Three Local 250 vigilers--- me (MGH, Radiology), Marta Grover (SR Radiology) and Melissa, (SR monitor tech) reacting to a favorable response to the vigil by passers-by. Melissa is smiling now, but earlier she was leading us in song at the SR hospital entrance.

Why am I, a Mercy Hospital employee, at this Sutter employee vigil? Sutter and Mercy are rival hospital corporations in Sacramento and we at Mercy have tended to view Sutter as a competitor. However, now that I am part of a Union, I find that I identify more with fellow healthcare workers (whoever they work for) than I do with the owning corporations. Also, from a practical standpoint, we lift each other up--Kaiser was the industry leader in terms of employee wages and benefits, and we at MHS used Kaiser as a model and were lifted up with the contract we got based on them. Now Sutter Roseville Local 250 members can rightly insist that they be compensated according to this lifted industry standard.

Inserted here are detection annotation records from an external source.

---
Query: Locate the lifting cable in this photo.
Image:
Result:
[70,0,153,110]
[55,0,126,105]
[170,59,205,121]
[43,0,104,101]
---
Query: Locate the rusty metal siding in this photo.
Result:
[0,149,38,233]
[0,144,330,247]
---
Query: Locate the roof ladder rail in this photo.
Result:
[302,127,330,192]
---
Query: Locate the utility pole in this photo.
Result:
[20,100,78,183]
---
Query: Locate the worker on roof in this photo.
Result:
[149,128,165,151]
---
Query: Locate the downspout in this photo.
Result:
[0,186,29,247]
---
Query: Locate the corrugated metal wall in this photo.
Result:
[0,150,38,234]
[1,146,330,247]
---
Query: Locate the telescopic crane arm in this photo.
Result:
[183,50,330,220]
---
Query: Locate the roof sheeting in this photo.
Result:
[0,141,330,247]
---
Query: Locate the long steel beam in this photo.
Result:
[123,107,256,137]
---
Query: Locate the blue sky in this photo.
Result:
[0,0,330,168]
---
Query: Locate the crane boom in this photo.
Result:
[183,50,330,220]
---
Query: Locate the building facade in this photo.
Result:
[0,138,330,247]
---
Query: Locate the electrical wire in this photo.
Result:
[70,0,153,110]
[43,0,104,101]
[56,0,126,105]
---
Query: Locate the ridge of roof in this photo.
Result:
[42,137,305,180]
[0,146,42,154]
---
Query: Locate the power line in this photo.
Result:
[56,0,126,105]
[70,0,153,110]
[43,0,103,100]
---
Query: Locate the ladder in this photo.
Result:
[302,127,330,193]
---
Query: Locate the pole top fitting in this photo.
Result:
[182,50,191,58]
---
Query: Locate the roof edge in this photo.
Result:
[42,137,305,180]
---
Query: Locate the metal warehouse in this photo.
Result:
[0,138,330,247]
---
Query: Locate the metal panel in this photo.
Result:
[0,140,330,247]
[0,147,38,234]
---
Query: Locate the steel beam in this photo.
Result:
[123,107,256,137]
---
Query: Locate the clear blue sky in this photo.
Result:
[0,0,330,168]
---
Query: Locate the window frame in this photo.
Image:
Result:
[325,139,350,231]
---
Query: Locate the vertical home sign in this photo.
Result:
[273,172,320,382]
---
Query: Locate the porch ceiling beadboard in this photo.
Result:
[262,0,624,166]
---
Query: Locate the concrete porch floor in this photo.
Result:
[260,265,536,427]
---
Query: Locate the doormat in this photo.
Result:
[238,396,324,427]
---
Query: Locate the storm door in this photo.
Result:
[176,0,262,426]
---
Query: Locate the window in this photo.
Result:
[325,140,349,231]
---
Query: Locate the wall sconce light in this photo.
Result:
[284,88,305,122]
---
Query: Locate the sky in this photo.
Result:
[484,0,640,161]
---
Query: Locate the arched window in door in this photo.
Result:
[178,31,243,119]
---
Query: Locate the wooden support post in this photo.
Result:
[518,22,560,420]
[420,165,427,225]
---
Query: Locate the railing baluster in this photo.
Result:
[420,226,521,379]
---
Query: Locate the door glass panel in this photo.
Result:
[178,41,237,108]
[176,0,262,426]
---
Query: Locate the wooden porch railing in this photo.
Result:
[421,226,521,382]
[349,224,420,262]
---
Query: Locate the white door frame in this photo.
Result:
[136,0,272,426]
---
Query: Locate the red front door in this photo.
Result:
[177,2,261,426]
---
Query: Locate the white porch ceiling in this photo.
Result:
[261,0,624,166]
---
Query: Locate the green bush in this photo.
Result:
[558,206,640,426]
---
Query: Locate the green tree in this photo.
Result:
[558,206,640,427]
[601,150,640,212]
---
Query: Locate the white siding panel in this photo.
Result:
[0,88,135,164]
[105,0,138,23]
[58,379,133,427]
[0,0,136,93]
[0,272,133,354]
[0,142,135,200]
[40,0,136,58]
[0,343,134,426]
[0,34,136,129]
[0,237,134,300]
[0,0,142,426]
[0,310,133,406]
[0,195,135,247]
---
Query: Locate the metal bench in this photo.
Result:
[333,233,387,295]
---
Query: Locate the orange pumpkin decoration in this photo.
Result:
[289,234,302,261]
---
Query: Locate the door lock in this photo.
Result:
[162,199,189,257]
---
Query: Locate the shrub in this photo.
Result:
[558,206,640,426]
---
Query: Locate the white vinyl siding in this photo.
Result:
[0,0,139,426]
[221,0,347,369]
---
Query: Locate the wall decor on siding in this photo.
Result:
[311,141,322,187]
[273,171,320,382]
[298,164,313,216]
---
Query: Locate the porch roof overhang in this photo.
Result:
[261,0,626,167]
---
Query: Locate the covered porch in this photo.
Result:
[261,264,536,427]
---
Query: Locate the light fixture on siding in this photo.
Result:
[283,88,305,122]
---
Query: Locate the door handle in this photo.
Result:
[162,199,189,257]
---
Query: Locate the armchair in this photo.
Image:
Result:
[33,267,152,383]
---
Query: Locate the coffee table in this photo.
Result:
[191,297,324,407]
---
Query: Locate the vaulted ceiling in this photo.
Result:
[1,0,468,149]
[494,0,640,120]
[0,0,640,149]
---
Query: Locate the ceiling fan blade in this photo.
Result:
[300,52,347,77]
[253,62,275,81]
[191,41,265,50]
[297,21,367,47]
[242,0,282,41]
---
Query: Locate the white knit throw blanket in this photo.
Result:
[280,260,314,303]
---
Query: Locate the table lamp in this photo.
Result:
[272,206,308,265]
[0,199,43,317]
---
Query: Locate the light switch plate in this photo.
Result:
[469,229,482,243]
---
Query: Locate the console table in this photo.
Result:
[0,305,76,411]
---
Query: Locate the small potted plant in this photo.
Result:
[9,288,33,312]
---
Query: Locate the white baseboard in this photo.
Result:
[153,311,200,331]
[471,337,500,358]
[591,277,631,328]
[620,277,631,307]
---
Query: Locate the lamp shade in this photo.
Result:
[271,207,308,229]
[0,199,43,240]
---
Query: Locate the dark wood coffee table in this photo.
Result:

It's a very short traffic signal at East Roseville Parkway,but these two look confident that they will make it to the other side of the street. (They did.).

The lock-out ends on Tuesday, November 19th, when employees will be allowed back to work. It would be a good time for Sutter Roseville to realize that its quality of care is largely determined by the quality of its staff. How to recruit and retain good healthcare workers? Support them with competitive wages and working conditions!